I didn't have a look at the code but the binaries aren't just code. Apart from things like embedded icons and stuff, there can be lots of engine embedded resources inside;


You can actually look at the UE4 source and see.


There is a reason for that, which is that UE4 has an absolutely massive amount of features out-of-the-box compared to most other engines.

If you were to add all the stuff from the Unity marketplace you need to be equivalent to a base UE4 install, it would probably approach that size as well, presuming all those features were even available.


My non-expert opinion is that the size of most game installs is tied directly to the amount of voiced dialog in the game, and in a similar context, how many languages that voiced dialog has been translated and included in the install.


Makes you wonder if the nearly half gigabyte software kits are really necessary to make a simple website. I am looking at you Angular and React.

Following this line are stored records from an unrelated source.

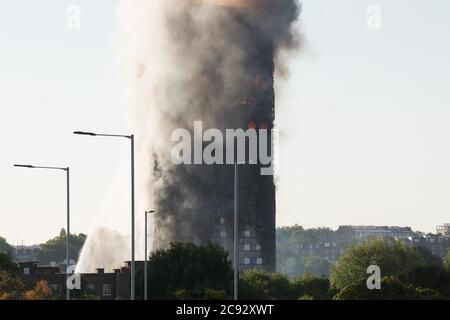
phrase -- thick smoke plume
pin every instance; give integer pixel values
(184, 61)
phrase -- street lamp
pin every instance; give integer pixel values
(67, 170)
(145, 250)
(133, 264)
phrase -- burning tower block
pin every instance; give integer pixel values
(230, 85)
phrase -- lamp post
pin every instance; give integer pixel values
(236, 225)
(133, 263)
(67, 170)
(145, 252)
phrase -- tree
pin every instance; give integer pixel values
(392, 288)
(408, 272)
(55, 249)
(255, 284)
(7, 265)
(185, 270)
(5, 247)
(447, 261)
(11, 287)
(310, 286)
(393, 258)
(40, 292)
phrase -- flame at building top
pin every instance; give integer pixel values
(211, 61)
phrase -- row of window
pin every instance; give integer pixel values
(107, 289)
(224, 234)
(252, 261)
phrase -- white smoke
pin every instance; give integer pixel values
(165, 48)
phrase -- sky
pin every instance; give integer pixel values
(363, 117)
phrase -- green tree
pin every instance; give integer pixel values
(11, 286)
(255, 284)
(7, 265)
(447, 261)
(393, 258)
(392, 288)
(311, 286)
(5, 247)
(55, 249)
(40, 292)
(185, 270)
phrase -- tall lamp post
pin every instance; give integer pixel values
(235, 242)
(145, 253)
(67, 170)
(133, 264)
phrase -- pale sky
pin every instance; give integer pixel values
(364, 117)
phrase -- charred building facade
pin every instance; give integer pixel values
(226, 83)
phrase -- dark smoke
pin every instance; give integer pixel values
(188, 61)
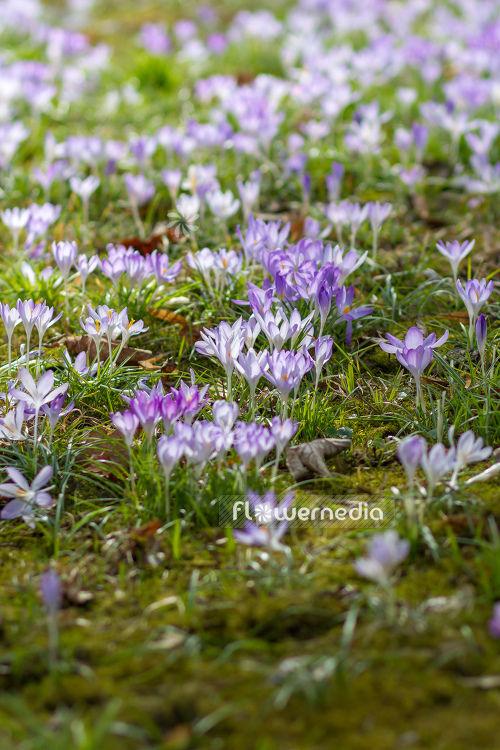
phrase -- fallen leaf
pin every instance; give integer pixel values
(483, 682)
(146, 247)
(309, 458)
(103, 452)
(439, 382)
(458, 316)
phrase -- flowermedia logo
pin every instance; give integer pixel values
(345, 512)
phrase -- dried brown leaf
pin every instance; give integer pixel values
(309, 458)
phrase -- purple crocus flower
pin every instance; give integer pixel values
(26, 495)
(337, 214)
(251, 367)
(413, 339)
(28, 312)
(146, 408)
(51, 592)
(377, 213)
(252, 442)
(225, 414)
(225, 344)
(494, 623)
(323, 347)
(169, 451)
(172, 179)
(455, 253)
(155, 39)
(190, 400)
(356, 216)
(84, 189)
(474, 296)
(469, 449)
(436, 464)
(272, 522)
(85, 266)
(416, 361)
(10, 318)
(282, 432)
(385, 552)
(283, 373)
(410, 453)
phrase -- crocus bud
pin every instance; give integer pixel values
(410, 452)
(481, 333)
(51, 591)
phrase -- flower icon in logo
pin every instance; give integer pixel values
(263, 513)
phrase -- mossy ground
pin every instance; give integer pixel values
(181, 639)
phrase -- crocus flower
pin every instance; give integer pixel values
(469, 449)
(474, 296)
(251, 367)
(356, 216)
(282, 431)
(412, 340)
(11, 426)
(222, 205)
(416, 361)
(85, 266)
(28, 312)
(455, 253)
(225, 343)
(140, 190)
(494, 623)
(10, 318)
(15, 219)
(43, 322)
(189, 399)
(252, 442)
(146, 408)
(172, 179)
(410, 453)
(377, 214)
(322, 352)
(169, 451)
(37, 394)
(163, 272)
(385, 552)
(337, 214)
(344, 299)
(249, 194)
(436, 464)
(481, 336)
(84, 189)
(54, 411)
(225, 414)
(26, 495)
(272, 522)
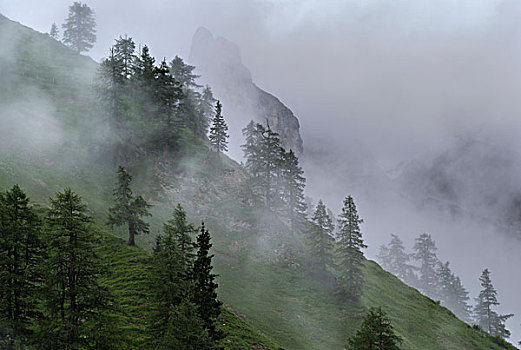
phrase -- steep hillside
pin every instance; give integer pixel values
(266, 274)
(219, 63)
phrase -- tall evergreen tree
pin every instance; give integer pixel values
(350, 245)
(425, 254)
(181, 231)
(54, 33)
(128, 210)
(488, 319)
(79, 31)
(322, 240)
(376, 333)
(397, 260)
(218, 132)
(293, 183)
(183, 73)
(74, 302)
(205, 287)
(20, 256)
(168, 94)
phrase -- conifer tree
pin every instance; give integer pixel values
(183, 73)
(321, 234)
(74, 302)
(350, 245)
(206, 103)
(53, 33)
(181, 231)
(168, 93)
(293, 183)
(128, 210)
(252, 148)
(79, 28)
(488, 319)
(20, 256)
(218, 132)
(205, 287)
(376, 333)
(396, 260)
(425, 249)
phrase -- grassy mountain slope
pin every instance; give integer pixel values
(266, 274)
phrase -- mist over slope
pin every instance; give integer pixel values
(218, 61)
(264, 271)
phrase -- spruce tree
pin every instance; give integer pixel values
(376, 333)
(79, 28)
(168, 94)
(399, 261)
(20, 256)
(425, 249)
(293, 183)
(321, 233)
(488, 319)
(74, 302)
(53, 33)
(128, 210)
(205, 287)
(218, 132)
(183, 73)
(349, 248)
(181, 231)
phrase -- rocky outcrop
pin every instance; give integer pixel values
(218, 61)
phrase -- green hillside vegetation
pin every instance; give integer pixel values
(267, 274)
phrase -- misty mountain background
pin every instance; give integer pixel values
(412, 107)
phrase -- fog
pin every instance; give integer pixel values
(386, 92)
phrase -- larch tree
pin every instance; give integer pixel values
(349, 248)
(218, 132)
(20, 256)
(79, 29)
(293, 183)
(485, 316)
(205, 287)
(128, 210)
(321, 232)
(54, 33)
(376, 333)
(425, 254)
(74, 301)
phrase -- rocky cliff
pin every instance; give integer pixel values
(218, 61)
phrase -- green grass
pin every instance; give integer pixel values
(265, 273)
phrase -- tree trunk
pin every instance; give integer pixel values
(131, 234)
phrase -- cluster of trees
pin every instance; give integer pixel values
(423, 270)
(341, 249)
(79, 29)
(51, 295)
(153, 109)
(277, 177)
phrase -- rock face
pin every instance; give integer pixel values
(218, 61)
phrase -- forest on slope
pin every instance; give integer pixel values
(267, 272)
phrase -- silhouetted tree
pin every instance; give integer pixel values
(218, 132)
(293, 183)
(425, 249)
(488, 319)
(128, 210)
(349, 247)
(53, 33)
(205, 287)
(376, 333)
(20, 256)
(79, 28)
(322, 240)
(74, 302)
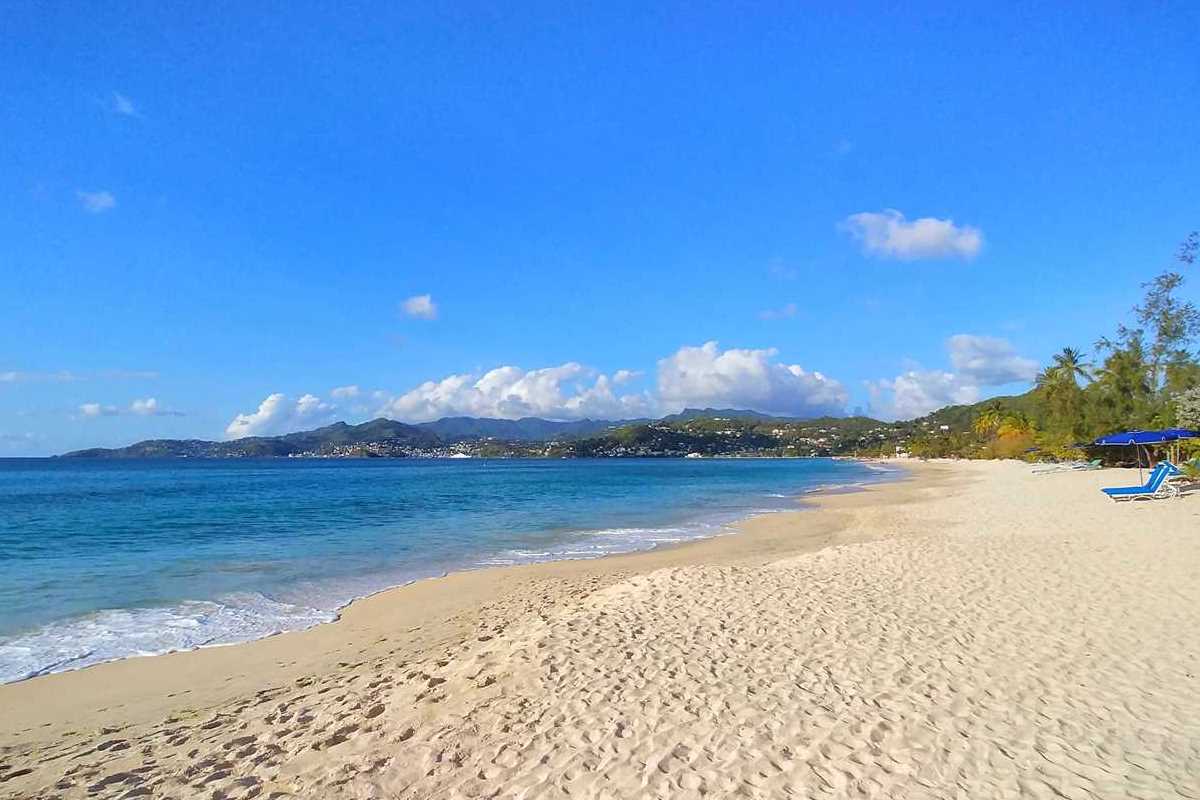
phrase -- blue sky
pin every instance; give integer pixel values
(225, 211)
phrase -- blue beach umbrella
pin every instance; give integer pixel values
(1144, 438)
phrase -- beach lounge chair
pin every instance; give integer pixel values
(1156, 487)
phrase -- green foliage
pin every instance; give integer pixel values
(1187, 408)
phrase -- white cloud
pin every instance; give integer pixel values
(18, 440)
(277, 414)
(918, 392)
(420, 307)
(121, 104)
(148, 407)
(988, 360)
(783, 312)
(96, 202)
(17, 377)
(887, 234)
(565, 392)
(706, 377)
(95, 409)
(978, 362)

The game is pretty fun and playable for its size. Nice work!


damn,

I was reading the blog post and mistakenly refreshed the page. Now, BW is exhausted. I didn't know...


resource limit reached.....


It reminds me my 3D demo in 47 lines of JS (without WebGL) :) https://jsfiddle.net/06L845jx/86/

And 54 lines of JS: https://jsfiddle.net/06L845jx/127/


> It reminds me my 3D demo in 47 lines of JS

How exactly?


That's cool! Reminds me of pavel's 1 line cube tornado.